About: general bloke type of tinkering

This step indexer combines the functions of both the dividing head, with its axis of rotation in the horizontal plane, and the rotary table with its axis of rotation in the vertical plane.

Using an Arduino Uno to control a stepper motor, it can precisely divide a circle into equal parts, very handy for drilling equally spaced holes in a tube, cutting gears or machining custom control knobs.

Supplies

Inspiration for this project came from watching Myfordboy's Youtube series on using a stepper to drive a 5C spindexer.

The electronics and Arduino sketch were designed by Gary Liming. His blog on the subject is well worth a read.

I wired mine according to his provided diagram, but omitted the temp sensors.

  • Arduino Uno.
  • Arduino 6 button 16x2 keypad shield.
  • TB6600 stepper driver.
  • Mmintbox 1 Enclosure by Vector_Mayhem from Thingiverse for housing the electronics.
  • 250W ATX power supply from an old pc.
  • Moons Nema 23 stepper (23HS2072) 8mm shaft, recovered from a Xerox WorkCentre.
  • Industrial worm gearbox found at the scrapyard.
  • High carbon 25mm dia x 90mm long shaft for the gearbox output, given free from Zaya Metal Trading in Cape Town.
  • !00mm ODx25mm ID x 10mm plate for the output shaft.
  • 2 x 100mm equal angle plate, 120mm wide and 15mm thick, diy cast from a Mitsubishi Pajero 3.8 V6 cylinder head, also from the scrapyard.
  • 5mm flat bar for the stepper motor brackets.
  • various M6 and M10 bolts/screws for assembly.

Step 1: The Electronics

Because I'm using a large ratio 100:1 gearbox, I set the stepper driver micro stepping off, ie micro steps = 1 in the sketch before compile and upload to the Uno.

I used polyurethane to make the buttons, but it sets quickly leaving a lot of air bubbles. A better choice would have been the clear Oogoo (Sugru substitute) as suggested by the author of the enclosure.

Step 2: The Angle Plates

My first casting was a flop as my full crucible didnt hold enough metal. I discovered a Salamander A4 holds 1.45kg max, so I designed a new pattern in Tinkercad and used Repetier Host to check the volume of the stl file.

Aluminium is 2.7 times denser than water, So I used that info to make a pattern that would be 1kg of metal. The rest would be used for gating, sprue and riser.
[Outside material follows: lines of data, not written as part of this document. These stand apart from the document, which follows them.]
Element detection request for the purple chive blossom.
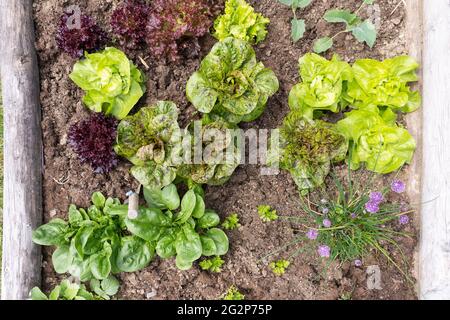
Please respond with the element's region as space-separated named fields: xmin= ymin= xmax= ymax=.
xmin=322 ymin=207 xmax=329 ymax=214
xmin=323 ymin=219 xmax=332 ymax=228
xmin=306 ymin=229 xmax=319 ymax=240
xmin=318 ymin=245 xmax=331 ymax=258
xmin=354 ymin=259 xmax=363 ymax=267
xmin=391 ymin=180 xmax=406 ymax=194
xmin=399 ymin=215 xmax=410 ymax=225
xmin=350 ymin=212 xmax=357 ymax=219
xmin=365 ymin=200 xmax=380 ymax=213
xmin=369 ymin=192 xmax=384 ymax=204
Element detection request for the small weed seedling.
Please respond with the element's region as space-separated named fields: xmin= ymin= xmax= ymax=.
xmin=199 ymin=256 xmax=225 ymax=273
xmin=258 ymin=205 xmax=279 ymax=222
xmin=221 ymin=213 xmax=241 ymax=230
xmin=222 ymin=286 xmax=245 ymax=300
xmin=314 ymin=0 xmax=377 ymax=53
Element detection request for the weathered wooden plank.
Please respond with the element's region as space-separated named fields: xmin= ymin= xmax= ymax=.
xmin=0 ymin=1 xmax=43 ymax=299
xmin=419 ymin=0 xmax=450 ymax=300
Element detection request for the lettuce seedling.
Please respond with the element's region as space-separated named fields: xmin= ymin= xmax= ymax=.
xmin=222 ymin=286 xmax=245 ymax=300
xmin=127 ymin=185 xmax=230 ymax=270
xmin=56 ymin=12 xmax=108 ymax=58
xmin=221 ymin=213 xmax=240 ymax=230
xmin=32 ymin=192 xmax=154 ymax=281
xmin=68 ymin=113 xmax=119 ymax=173
xmin=177 ymin=119 xmax=241 ymax=185
xmin=345 ymin=56 xmax=421 ymax=114
xmin=69 ymin=47 xmax=146 ymax=120
xmin=146 ymin=0 xmax=213 ymax=61
xmin=336 ymin=109 xmax=416 ymax=174
xmin=268 ymin=111 xmax=347 ymax=193
xmin=257 ymin=205 xmax=278 ymax=222
xmin=115 ymin=101 xmax=182 ymax=189
xmin=314 ymin=0 xmax=377 ymax=53
xmin=199 ymin=256 xmax=225 ymax=273
xmin=213 ymin=0 xmax=270 ymax=44
xmin=288 ymin=53 xmax=352 ymax=120
xmin=269 ymin=259 xmax=290 ymax=276
xmin=186 ymin=37 xmax=279 ymax=124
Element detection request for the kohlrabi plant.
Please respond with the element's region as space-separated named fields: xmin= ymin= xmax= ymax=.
xmin=186 ymin=37 xmax=279 ymax=124
xmin=261 ymin=168 xmax=414 ymax=282
xmin=146 ymin=0 xmax=213 ymax=61
xmin=344 ymin=56 xmax=421 ymax=114
xmin=126 ymin=184 xmax=230 ymax=270
xmin=314 ymin=0 xmax=377 ymax=54
xmin=114 ymin=101 xmax=182 ymax=190
xmin=176 ymin=119 xmax=241 ymax=186
xmin=277 ymin=0 xmax=313 ymax=43
xmin=56 ymin=12 xmax=108 ymax=58
xmin=213 ymin=0 xmax=270 ymax=44
xmin=30 ymin=276 xmax=119 ymax=300
xmin=69 ymin=47 xmax=146 ymax=120
xmin=336 ymin=109 xmax=416 ymax=174
xmin=288 ymin=53 xmax=353 ymax=120
xmin=32 ymin=192 xmax=154 ymax=282
xmin=268 ymin=111 xmax=347 ymax=194
xmin=68 ymin=113 xmax=119 ymax=174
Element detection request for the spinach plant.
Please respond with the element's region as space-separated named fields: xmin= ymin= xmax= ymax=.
xmin=126 ymin=184 xmax=230 ymax=270
xmin=32 ymin=192 xmax=154 ymax=282
xmin=30 ymin=276 xmax=119 ymax=300
xmin=277 ymin=0 xmax=313 ymax=43
xmin=314 ymin=0 xmax=377 ymax=53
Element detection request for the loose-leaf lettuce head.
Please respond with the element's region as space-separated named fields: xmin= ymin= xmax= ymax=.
xmin=345 ymin=56 xmax=421 ymax=113
xmin=269 ymin=111 xmax=347 ymax=193
xmin=177 ymin=120 xmax=241 ymax=185
xmin=186 ymin=37 xmax=279 ymax=124
xmin=115 ymin=101 xmax=182 ymax=189
xmin=337 ymin=109 xmax=416 ymax=174
xmin=69 ymin=47 xmax=146 ymax=120
xmin=288 ymin=53 xmax=353 ymax=120
xmin=213 ymin=0 xmax=270 ymax=44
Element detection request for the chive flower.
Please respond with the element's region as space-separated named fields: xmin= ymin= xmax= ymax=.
xmin=306 ymin=229 xmax=318 ymax=240
xmin=318 ymin=245 xmax=331 ymax=258
xmin=391 ymin=180 xmax=406 ymax=194
xmin=322 ymin=219 xmax=332 ymax=228
xmin=399 ymin=215 xmax=410 ymax=225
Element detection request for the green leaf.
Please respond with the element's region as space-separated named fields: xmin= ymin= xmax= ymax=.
xmin=200 ymin=235 xmax=218 ymax=256
xmin=351 ymin=20 xmax=377 ymax=48
xmin=278 ymin=0 xmax=293 ymax=5
xmin=32 ymin=218 xmax=69 ymax=246
xmin=125 ymin=208 xmax=171 ymax=242
xmin=48 ymin=286 xmax=62 ymax=300
xmin=91 ymin=192 xmax=106 ymax=209
xmin=204 ymin=228 xmax=229 ymax=256
xmin=191 ymin=194 xmax=205 ymax=219
xmin=291 ymin=19 xmax=306 ymax=43
xmin=323 ymin=9 xmax=358 ymax=26
xmin=101 ymin=275 xmax=120 ymax=296
xmin=68 ymin=205 xmax=84 ymax=225
xmin=175 ymin=225 xmax=202 ymax=264
xmin=175 ymin=190 xmax=197 ymax=224
xmin=197 ymin=210 xmax=221 ymax=229
xmin=364 ymin=0 xmax=375 ymax=4
xmin=60 ymin=280 xmax=80 ymax=300
xmin=115 ymin=236 xmax=154 ymax=272
xmin=30 ymin=287 xmax=48 ymax=300
xmin=52 ymin=245 xmax=73 ymax=274
xmin=313 ymin=37 xmax=333 ymax=53
xmin=293 ymin=0 xmax=312 ymax=9
xmin=90 ymin=245 xmax=112 ymax=280
xmin=156 ymin=231 xmax=177 ymax=259
xmin=161 ymin=184 xmax=180 ymax=210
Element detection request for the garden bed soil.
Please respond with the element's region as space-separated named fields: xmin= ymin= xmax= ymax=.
xmin=33 ymin=0 xmax=418 ymax=299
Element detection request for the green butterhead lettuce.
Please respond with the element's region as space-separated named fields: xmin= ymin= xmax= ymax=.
xmin=115 ymin=101 xmax=182 ymax=189
xmin=345 ymin=56 xmax=421 ymax=113
xmin=268 ymin=110 xmax=348 ymax=193
xmin=70 ymin=47 xmax=146 ymax=119
xmin=288 ymin=53 xmax=353 ymax=120
xmin=213 ymin=0 xmax=270 ymax=44
xmin=337 ymin=109 xmax=416 ymax=174
xmin=186 ymin=37 xmax=279 ymax=124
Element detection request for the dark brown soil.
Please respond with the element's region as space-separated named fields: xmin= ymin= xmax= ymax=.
xmin=33 ymin=0 xmax=417 ymax=299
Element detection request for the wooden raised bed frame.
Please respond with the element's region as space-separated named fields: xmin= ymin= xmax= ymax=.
xmin=1 ymin=0 xmax=449 ymax=300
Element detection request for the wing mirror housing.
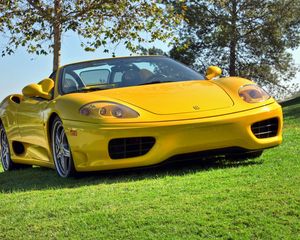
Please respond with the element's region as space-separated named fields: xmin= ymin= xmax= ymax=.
xmin=22 ymin=78 xmax=54 ymax=100
xmin=205 ymin=66 xmax=222 ymax=80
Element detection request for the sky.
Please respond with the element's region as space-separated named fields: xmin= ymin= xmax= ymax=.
xmin=0 ymin=33 xmax=300 ymax=101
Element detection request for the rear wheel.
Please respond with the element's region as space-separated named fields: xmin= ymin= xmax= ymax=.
xmin=0 ymin=124 xmax=17 ymax=171
xmin=1 ymin=124 xmax=32 ymax=171
xmin=51 ymin=117 xmax=76 ymax=178
xmin=226 ymin=150 xmax=263 ymax=161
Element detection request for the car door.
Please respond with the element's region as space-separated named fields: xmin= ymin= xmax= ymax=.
xmin=16 ymin=97 xmax=50 ymax=161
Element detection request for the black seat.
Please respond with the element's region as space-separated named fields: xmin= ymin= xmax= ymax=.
xmin=120 ymin=69 xmax=142 ymax=87
xmin=63 ymin=78 xmax=79 ymax=93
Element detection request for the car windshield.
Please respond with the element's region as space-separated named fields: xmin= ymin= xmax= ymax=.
xmin=60 ymin=56 xmax=205 ymax=94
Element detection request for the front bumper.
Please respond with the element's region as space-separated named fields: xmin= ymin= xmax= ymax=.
xmin=63 ymin=102 xmax=283 ymax=171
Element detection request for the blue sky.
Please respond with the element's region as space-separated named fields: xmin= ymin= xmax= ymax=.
xmin=0 ymin=33 xmax=299 ymax=101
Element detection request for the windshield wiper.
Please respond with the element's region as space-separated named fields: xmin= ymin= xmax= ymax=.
xmin=67 ymin=86 xmax=113 ymax=94
xmin=139 ymin=80 xmax=174 ymax=86
xmin=80 ymin=86 xmax=111 ymax=91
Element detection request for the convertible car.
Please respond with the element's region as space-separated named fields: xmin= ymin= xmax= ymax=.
xmin=0 ymin=56 xmax=283 ymax=177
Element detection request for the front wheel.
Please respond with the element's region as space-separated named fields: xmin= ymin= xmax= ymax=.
xmin=51 ymin=117 xmax=76 ymax=178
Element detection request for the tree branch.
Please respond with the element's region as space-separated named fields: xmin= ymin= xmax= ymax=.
xmin=27 ymin=0 xmax=53 ymax=22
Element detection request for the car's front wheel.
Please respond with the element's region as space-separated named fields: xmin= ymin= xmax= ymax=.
xmin=51 ymin=117 xmax=76 ymax=178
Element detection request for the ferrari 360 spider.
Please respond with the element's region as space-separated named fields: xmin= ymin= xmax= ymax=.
xmin=0 ymin=56 xmax=283 ymax=177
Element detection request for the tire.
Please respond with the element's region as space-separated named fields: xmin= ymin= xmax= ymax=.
xmin=51 ymin=117 xmax=76 ymax=178
xmin=226 ymin=150 xmax=263 ymax=161
xmin=0 ymin=123 xmax=17 ymax=171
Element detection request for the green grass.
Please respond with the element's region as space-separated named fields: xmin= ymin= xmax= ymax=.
xmin=1 ymin=102 xmax=300 ymax=240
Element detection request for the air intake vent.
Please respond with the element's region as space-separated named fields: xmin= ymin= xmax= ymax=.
xmin=251 ymin=118 xmax=279 ymax=139
xmin=109 ymin=137 xmax=155 ymax=159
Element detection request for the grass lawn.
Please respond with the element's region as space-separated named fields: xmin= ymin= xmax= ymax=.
xmin=0 ymin=101 xmax=299 ymax=239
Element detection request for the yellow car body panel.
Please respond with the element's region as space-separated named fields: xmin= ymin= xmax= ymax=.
xmin=63 ymin=102 xmax=282 ymax=171
xmin=0 ymin=56 xmax=283 ymax=173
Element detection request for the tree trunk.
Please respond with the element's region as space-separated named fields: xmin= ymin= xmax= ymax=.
xmin=229 ymin=0 xmax=237 ymax=76
xmin=53 ymin=0 xmax=62 ymax=72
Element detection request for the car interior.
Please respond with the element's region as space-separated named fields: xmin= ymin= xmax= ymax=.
xmin=62 ymin=64 xmax=155 ymax=94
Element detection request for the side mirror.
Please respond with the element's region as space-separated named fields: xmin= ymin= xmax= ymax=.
xmin=22 ymin=78 xmax=54 ymax=100
xmin=205 ymin=66 xmax=222 ymax=80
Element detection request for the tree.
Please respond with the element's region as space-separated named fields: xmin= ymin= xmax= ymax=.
xmin=137 ymin=46 xmax=168 ymax=56
xmin=0 ymin=0 xmax=182 ymax=71
xmin=168 ymin=0 xmax=300 ymax=96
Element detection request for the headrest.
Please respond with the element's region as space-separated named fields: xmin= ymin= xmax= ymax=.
xmin=38 ymin=78 xmax=55 ymax=93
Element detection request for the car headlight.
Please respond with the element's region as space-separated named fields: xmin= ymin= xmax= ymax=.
xmin=239 ymin=84 xmax=270 ymax=103
xmin=80 ymin=102 xmax=139 ymax=119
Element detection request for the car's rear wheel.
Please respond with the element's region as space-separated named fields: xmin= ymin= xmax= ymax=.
xmin=0 ymin=124 xmax=18 ymax=171
xmin=51 ymin=117 xmax=76 ymax=178
xmin=226 ymin=150 xmax=263 ymax=161
xmin=1 ymin=124 xmax=32 ymax=171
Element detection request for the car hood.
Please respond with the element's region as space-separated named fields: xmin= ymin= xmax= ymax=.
xmin=84 ymin=80 xmax=234 ymax=115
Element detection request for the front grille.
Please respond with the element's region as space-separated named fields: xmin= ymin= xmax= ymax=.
xmin=109 ymin=137 xmax=155 ymax=159
xmin=251 ymin=118 xmax=279 ymax=139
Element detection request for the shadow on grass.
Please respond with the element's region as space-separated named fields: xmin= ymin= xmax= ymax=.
xmin=0 ymin=157 xmax=262 ymax=193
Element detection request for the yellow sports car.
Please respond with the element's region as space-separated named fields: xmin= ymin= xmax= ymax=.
xmin=0 ymin=56 xmax=283 ymax=177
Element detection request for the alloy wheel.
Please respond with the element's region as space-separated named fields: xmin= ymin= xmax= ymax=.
xmin=52 ymin=119 xmax=74 ymax=177
xmin=0 ymin=126 xmax=10 ymax=171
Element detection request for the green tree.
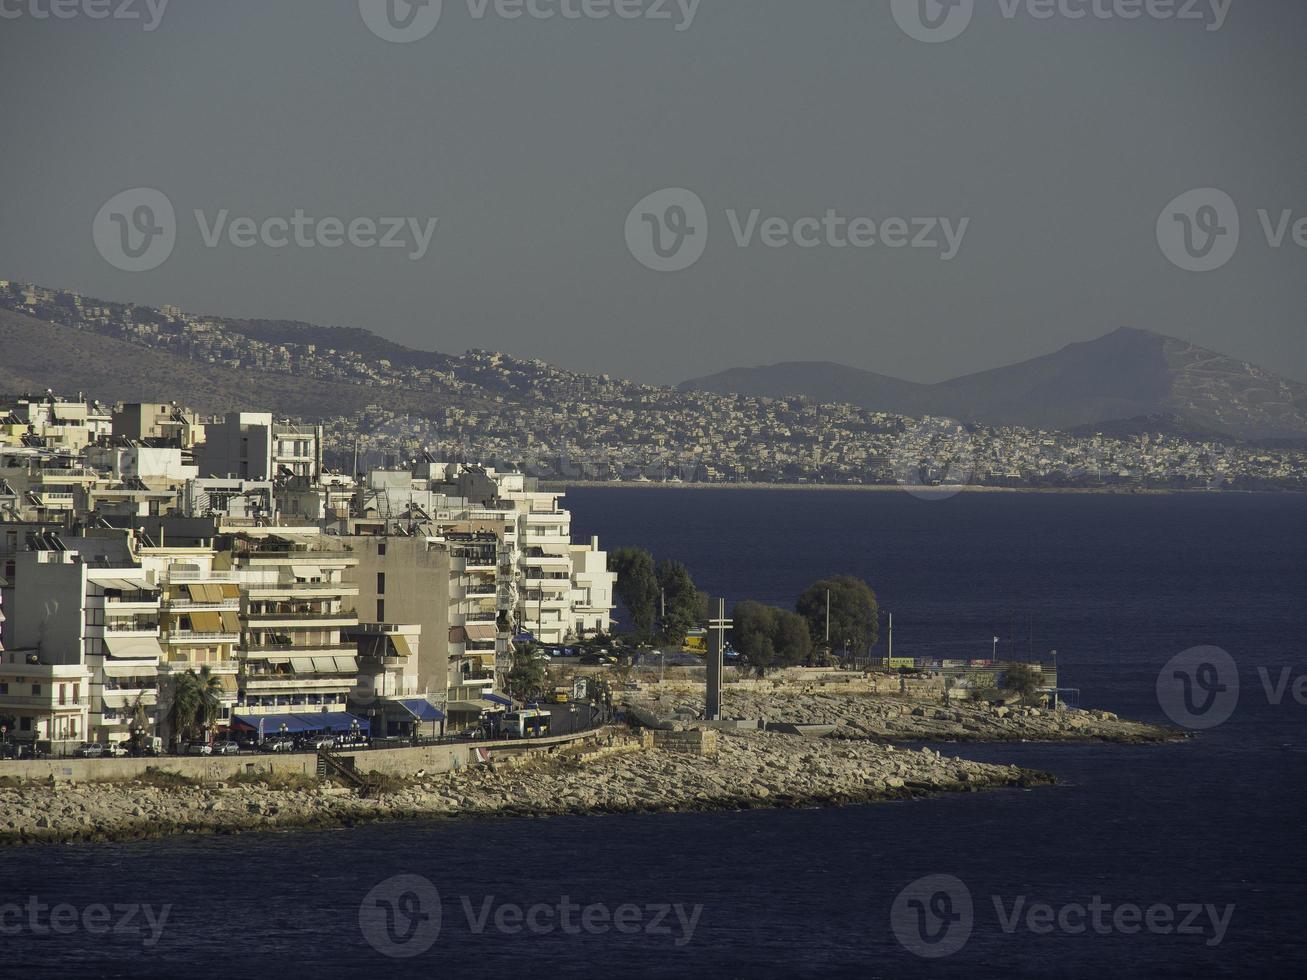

Second attempt had shrinkage, perhaps the metal wasn't hot enough, 3rd, the sand was too wet and steam pushed the still molten metal back up the sprue.

Fourth attempt was my most successful.

So, basically a lot of trial and error.

I initially mounted the gearbox to the angle plate with standoffs, but felt that they contributed to run out at the chuck end. So I cut a large hole in the angle plate to clear the gear hub and mounted it directly to the angle plate.

Step 3: The Worm Gearbox

The gearbox is a Bonfiglioli VF49 with 100:1 ratio, capable of 88 newtons of rotational thrust at the output.

When I found the gearbox, it still had the armature and bearings attached. I cut off the end stub to keep the keyed shaft to drive the gearbox input via a 8mm flex coupler from a 3d printer.

Step 4: The Adapter Flange and Keyed Shaft

I left the outside diameter of the shaft as it was a perfect fit in the hub, but squared up the ends in the lathe. The 10mm flange plate was clamped to V blocks in the vise and welded to the shaft. The complete assembly was then faced in the lathe and assembled with the gearbox, but runout at the chuck face was a disappointing 0.18mm.

I then set the step index to continuous rotation and faced the hub and output flange face in the mill. This reduced runout to a much better 0.01mm.


Step 5: Checking Runout

Backlash measured at the lathe jaw was an expected 0.08mm, not critical as long as you keep going in the same direction.

There was radial runout , indicating the chuck wasn't centered on the flange, error crept in when marking and drilling the 4 mounting holes manually. Hopefully it will be taken care of by the use of the independent 4 jaw chuck.

Before cutting on the indexer, it needs to be set parallel to the mill table in both the Y and Z axis, this is done with a dial indicator on a printer rod set in the 4 jaw chuck.

Step 6: Some Uses

I used a scrap riser to mill a custom knob with 17 flutes as an example, because most traditional manual rotary tables and dividing heads struggle with dividing prime numbers.

Face engraving is another use, ie clock faces etc.

I redid the graduations on my lathe dials which were badly pitted from rust, erasing a lot of lines and numbers.

I guessed at 40 lines, because the compound slide had 20 marks on a 2mm pitch screw, it seemed logical the the cross slide would have 40 on a 2mm pitch screw.

Some of the originals didnt quite line up, so I'm guessing there were only 39 originally, using 40 as zero as well.

Still it is what it is, I'll stick with my 40 legible ones for the time being.

I needed two large holes in plates, 46mm and 40mm. I mounted the plates on the rotary table, set the indexer to continuous run and slowly lowered the cutting bit. This saved me from having to buy 2 different size hole saws that I might never use again.

I also used the center waste as a washer instead of the valve head that I previously used on the chuck adapter shaft.

The curved slot on the smaller plate was achieved using the degree function, 25 degrees switching directions at each end.


My Dremel juice wand from a previous Instructable would have benefited greatly from the use of an indexer.

Finally, cutting gears is another area where a dividing head is almost a necessity which I'm now able to tackle.